Aligning Human Intent from Imperfect Demonstrations with Confidence-based Inverse soft-Q Learning
Xizhou Bu, Wenjuan Li, Zhengxiong Liu, Zhiqiang Ma, Panfeng Huang
TL;DR
This work tackles learning from imperfect human demonstrations by proposing Confidence-based Inverse soft-Q Learning (CIQL), which assigns fine-grained confidence scores to transitions via a transition-based noise angle. It introduces two learning variants, CIQL-E (expert-focused) and CIQL-A (agent-focused), and demonstrates that penalizing noise yields better alignment with human intent than simple filtering. By recovering rewards with the inverse soft-Bellman operator and using occupancy measures, CIQL improves over the IQ-Learn baseline, achieving up to 40.3% average gains on linear tasks and showing strong reward-policy alignment (e.g., a -0.92 correlation for CIQL-A versus 0.46 for CIQL-E). The approach generalizes to multi-stage tasks like block stacking and transfers to Sim2Real, highlighting practical impact for learning from imperfect demonstrations in robotics while emphasizing the importance of noise handling and confidence estimation. $20^{\circ}$ to $60^{\circ}$ is identified as the optimal noise-angle range for linear tasks, and penalizing noise is found to better reflect human intent than filtering alone.
Abstract
Imitation learning attracts much attention for its ability to allow robots to quickly learn human manipulation skills through demonstrations. However, in the real world, human demonstrations often exhibit random behavior that is not intended by humans. Collecting high-quality human datasets is both challenging and expensive. Consequently, robots need to have the ability to learn behavioral policies that align with human intent from imperfect demonstrations. Previous work uses confidence scores to extract useful information from imperfect demonstrations, which relies on access to ground truth rewards or active human supervision.
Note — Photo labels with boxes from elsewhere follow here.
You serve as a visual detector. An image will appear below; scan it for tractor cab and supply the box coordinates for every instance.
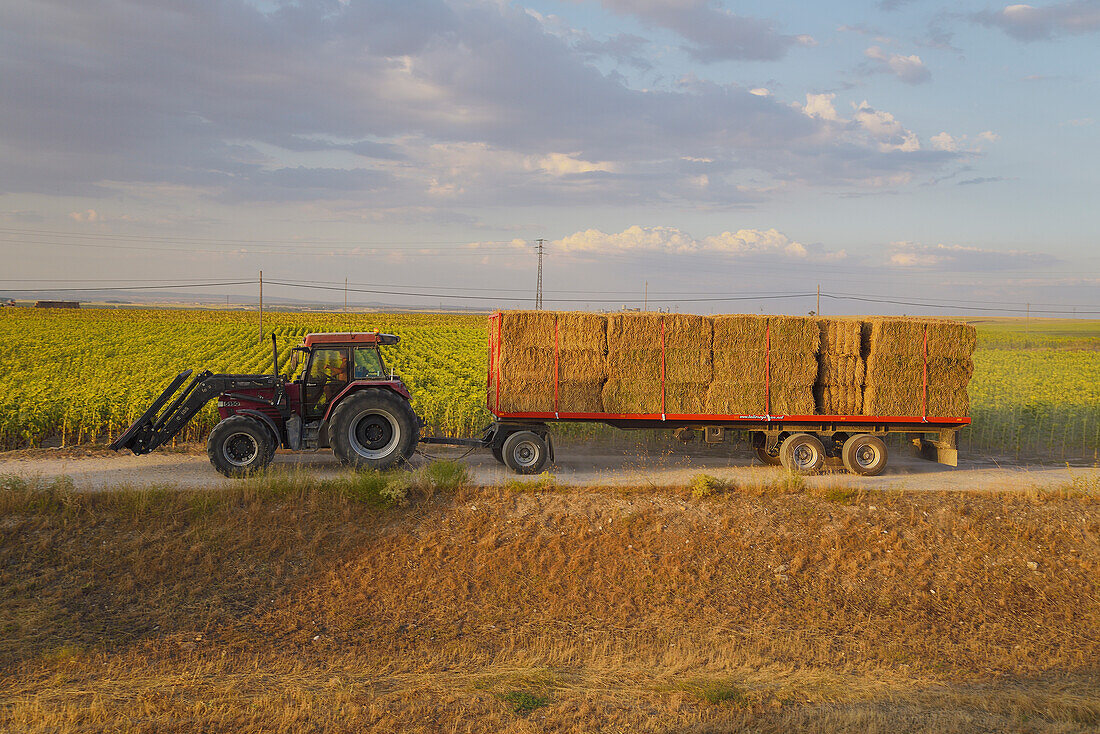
[289,331,399,420]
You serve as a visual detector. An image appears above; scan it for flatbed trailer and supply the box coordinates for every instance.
[420,313,970,475]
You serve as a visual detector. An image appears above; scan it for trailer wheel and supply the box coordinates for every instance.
[840,434,888,476]
[207,416,275,478]
[779,434,825,474]
[329,390,420,469]
[752,446,783,467]
[501,430,550,474]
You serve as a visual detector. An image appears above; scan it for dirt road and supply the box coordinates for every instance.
[0,446,1100,491]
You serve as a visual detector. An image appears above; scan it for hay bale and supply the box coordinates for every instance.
[607,314,713,385]
[488,311,607,413]
[864,384,970,417]
[864,317,977,360]
[714,350,817,387]
[814,384,864,415]
[490,376,604,413]
[501,311,607,353]
[706,381,814,415]
[817,352,866,387]
[817,318,864,357]
[864,317,976,416]
[603,377,706,414]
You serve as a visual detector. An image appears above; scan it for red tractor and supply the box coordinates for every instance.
[110,331,422,476]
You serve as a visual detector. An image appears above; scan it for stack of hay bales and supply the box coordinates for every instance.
[814,319,866,415]
[706,315,821,415]
[864,318,977,417]
[603,314,713,414]
[488,311,607,413]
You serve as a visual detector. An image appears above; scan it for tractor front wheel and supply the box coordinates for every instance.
[207,416,275,478]
[329,390,420,469]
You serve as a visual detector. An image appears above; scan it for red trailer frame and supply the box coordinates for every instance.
[486,311,970,477]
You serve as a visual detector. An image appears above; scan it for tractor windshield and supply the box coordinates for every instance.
[353,347,385,380]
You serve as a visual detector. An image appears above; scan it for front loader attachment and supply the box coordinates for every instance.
[107,370,198,454]
[108,370,279,454]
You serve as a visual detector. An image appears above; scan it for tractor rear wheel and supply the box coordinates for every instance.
[207,416,275,478]
[329,390,420,469]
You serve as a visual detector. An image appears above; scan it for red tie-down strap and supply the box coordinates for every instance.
[553,315,559,418]
[496,314,504,413]
[763,319,771,418]
[921,326,928,423]
[661,316,664,420]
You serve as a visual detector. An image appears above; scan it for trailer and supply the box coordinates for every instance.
[420,313,970,476]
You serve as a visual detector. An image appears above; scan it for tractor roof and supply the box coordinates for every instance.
[304,331,400,347]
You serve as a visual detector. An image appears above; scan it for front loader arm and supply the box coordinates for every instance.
[108,370,276,454]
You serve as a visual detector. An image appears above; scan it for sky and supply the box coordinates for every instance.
[0,0,1100,318]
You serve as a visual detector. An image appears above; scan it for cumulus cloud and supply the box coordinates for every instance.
[600,0,814,62]
[864,46,932,84]
[0,0,952,209]
[553,224,846,260]
[889,242,1058,272]
[970,0,1100,41]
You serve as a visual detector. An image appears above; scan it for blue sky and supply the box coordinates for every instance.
[0,0,1100,314]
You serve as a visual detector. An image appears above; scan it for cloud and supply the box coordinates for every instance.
[69,209,99,222]
[0,0,953,216]
[552,224,846,261]
[970,0,1100,41]
[585,0,814,62]
[864,46,932,84]
[932,132,959,151]
[889,242,1058,272]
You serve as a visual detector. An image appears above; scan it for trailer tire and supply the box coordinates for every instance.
[207,416,275,478]
[501,430,550,474]
[329,388,420,469]
[779,434,825,474]
[752,446,783,467]
[840,434,889,476]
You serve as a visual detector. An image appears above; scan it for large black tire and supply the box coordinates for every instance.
[840,434,889,476]
[329,388,420,469]
[779,434,825,474]
[502,430,550,474]
[207,416,275,478]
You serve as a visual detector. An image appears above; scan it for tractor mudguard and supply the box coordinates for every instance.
[234,408,284,448]
[323,380,413,425]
In this paper, we propose a transition-based method to obtain fine-grained confidence scores for data without the above efforts, which can increase the success rate of the baseline algorithm by 40.3$\%$ on average. We develop a generalized confidence-based imitation learning framework for guiding policy learning, called Confidence-based Inverse soft-Q Learning (CIQL), as shown in Fig.1. Based on this, we analyze two ways of processing noise and find that penalization is more aligned with human intent than filtering.